Please be extra careful with your driving habits.
Hopping into the survey chariot and moving to your next task is so automatic, we all are prone to do things without thinking. That is exactly how I happened to back into a 14-inch tree trunk that I swear was not present when I pulled up five minutes earlier to chat with the client. That was a dozen years ago.
The current tragedy happened locally to a young farm family. Their two-year old daughter was backed over by a truck. I have known the mother since she was a teenager and she is about 40 now. This was their only child. The incident happened in the late afternoon and every effort was made to reduce her suffering, but, she died the next morning at Children's Mercy Hospital in Kansas City. I serve on the Board of Directors of the mother's employer.
In less than the blink of an eye, it happens. It hurts to hear this.
Now is the time for all good men to come to the aid of their country. Typing class 9th grade!
PacificCorp requires a walk around before pulling out. All of their rigs have a big sticker noting the requirement.
As for backing into a tree, be there done that. Backed into a 24" Doug Fir with my wife's brand-new Pathfinder way back before we were married. And when I say new, I mean a couple of days old. Even better, she told me not to back into the tree. Several decades later I still hear about it.
This is why several companies, such as AT&T, require that when the driver parks, to put out cones around the vehicle. The driver is then forced to walk around the vehicle to pick up the cones.
Such a terrible loss.
Having only one child is easier but very risky when something like that happens. I can't even imagine the grief of that poor mother. The world is a much safer place today but bad things can still happen. Big families used to be a must because you never knew how many would survive to adulthood. Today, many only have one child because they find it so disruptive to their previous life. Having more will be harder but not as hard as going from none to one.
Terrilbe news
but a great safety share, lets keep alert and focussed 24/7!
@tommy-young Our local natural gas provider requires the same.
Always do a walk around, not only for dangers to truck or humans but also gear you didn't put in the vehicle, that has saved me from running over a tripod I left leaning against the back of the truck.
I always try to back into spaces, driveways, etc. even in my POV. Way safer to back in than out and is why you see a lot of utilities doing the same with company vehicles.
I also tend to make three right turns vs one left turn if reasonably possible.
Stay in the right lane unless actively passing.
Just some of the things I do.
There are a lot of learned habits you can do that maximizes driving safety vs just auto pilot A to B.
PacificCorp requires a walk around before pulling out. All of their rigs have a big sticker noting the requirement.
As for backing into a tree, be there done that. Backed into a 24" Doug Fir with my wife's brand-new Pathfinder way back before we were married. And when I say new, I mean a couple of days old. Even better, she told me not to back into the tree. Several decades later I still hear about it.
We do this here at SAM nowadays. They have a little safety cone that has a sticker with "360" on it reminding the driver to walk around the vehicle before moving. It has reduced the amount of damage to company vehicles as well as to their surroundings.
This is so sad. I feel bad for the person in the vehicle. I imagine this ways very heavy on their mind.
T. Nelson - SAM
Check your home county news from last week.
Yessir. Talked to the folks too. Very sad.
T. Nelson - SAM
I was on a topographic survey outside of my home state in February. We had a rare snow event that postponed travel for a couple of days and when I did travel to the project, it was through a lot of dirty, salty slush. Weather was nice at the project location. I was checking storm sewer inverts along a two lane state highway, driving from point to point in my truck on the last day and remaining hours on the project, just picking up missing details.

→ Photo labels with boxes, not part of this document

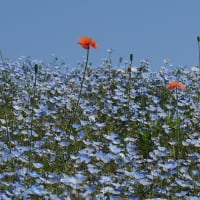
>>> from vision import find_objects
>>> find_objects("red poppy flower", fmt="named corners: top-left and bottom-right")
top-left (167, 81), bottom-right (186, 90)
top-left (78, 36), bottom-right (97, 49)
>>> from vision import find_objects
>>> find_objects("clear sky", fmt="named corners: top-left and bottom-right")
top-left (0, 0), bottom-right (200, 70)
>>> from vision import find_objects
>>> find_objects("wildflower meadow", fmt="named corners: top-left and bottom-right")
top-left (0, 37), bottom-right (200, 200)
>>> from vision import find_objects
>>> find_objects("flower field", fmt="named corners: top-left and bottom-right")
top-left (0, 53), bottom-right (200, 200)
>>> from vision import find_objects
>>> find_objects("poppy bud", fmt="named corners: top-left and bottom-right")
top-left (34, 64), bottom-right (39, 74)
top-left (130, 53), bottom-right (133, 63)
top-left (119, 57), bottom-right (123, 63)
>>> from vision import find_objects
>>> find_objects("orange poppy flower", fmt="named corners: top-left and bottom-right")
top-left (167, 81), bottom-right (186, 90)
top-left (78, 36), bottom-right (97, 49)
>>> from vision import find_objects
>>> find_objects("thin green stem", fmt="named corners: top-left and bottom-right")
top-left (5, 113), bottom-right (11, 152)
top-left (72, 49), bottom-right (89, 122)
top-left (30, 71), bottom-right (37, 151)
top-left (198, 41), bottom-right (200, 68)
top-left (0, 51), bottom-right (4, 63)
top-left (176, 88), bottom-right (180, 159)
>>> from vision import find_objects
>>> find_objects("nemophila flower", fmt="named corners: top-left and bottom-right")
top-left (167, 81), bottom-right (186, 90)
top-left (78, 36), bottom-right (97, 49)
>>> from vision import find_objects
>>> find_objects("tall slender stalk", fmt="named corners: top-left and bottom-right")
top-left (72, 48), bottom-right (90, 119)
top-left (29, 64), bottom-right (38, 151)
top-left (197, 36), bottom-right (200, 68)
top-left (175, 88), bottom-right (180, 159)
top-left (127, 54), bottom-right (133, 122)
top-left (0, 50), bottom-right (4, 63)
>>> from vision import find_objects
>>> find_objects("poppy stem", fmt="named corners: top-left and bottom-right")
top-left (176, 88), bottom-right (180, 159)
top-left (0, 51), bottom-right (4, 63)
top-left (197, 36), bottom-right (200, 68)
top-left (73, 48), bottom-right (89, 118)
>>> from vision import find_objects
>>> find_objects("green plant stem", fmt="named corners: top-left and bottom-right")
top-left (30, 72), bottom-right (37, 151)
top-left (5, 113), bottom-right (11, 153)
top-left (198, 40), bottom-right (200, 68)
top-left (128, 71), bottom-right (131, 122)
top-left (0, 51), bottom-right (4, 63)
top-left (72, 49), bottom-right (89, 119)
top-left (176, 88), bottom-right (180, 159)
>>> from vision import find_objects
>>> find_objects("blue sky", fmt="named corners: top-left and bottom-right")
top-left (0, 0), bottom-right (200, 70)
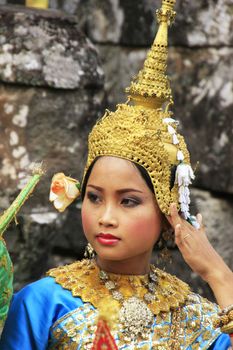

I pulled off onto the shoulder to take a shot and keep out of line of the constant traffic that seemed to be doing 5-10 mph over the speed limit. Pulled in a tight spot between a tree and a fire hydrant. Got my shot, jumped back in the truck, put it in drive and CRUNCH!!! I hit the fire hydrant. Displaced my bumper by about 4" and put a 10° tilt on the hydrant (Thankfully no leakage).
Normally, my clearance sensors would have alerted me to the proximity of the hydrant but they were crudded over from driving through a couple hundred miles of dirty slush. In future I need to remember to get to the carwash as soon as practical after a snow event.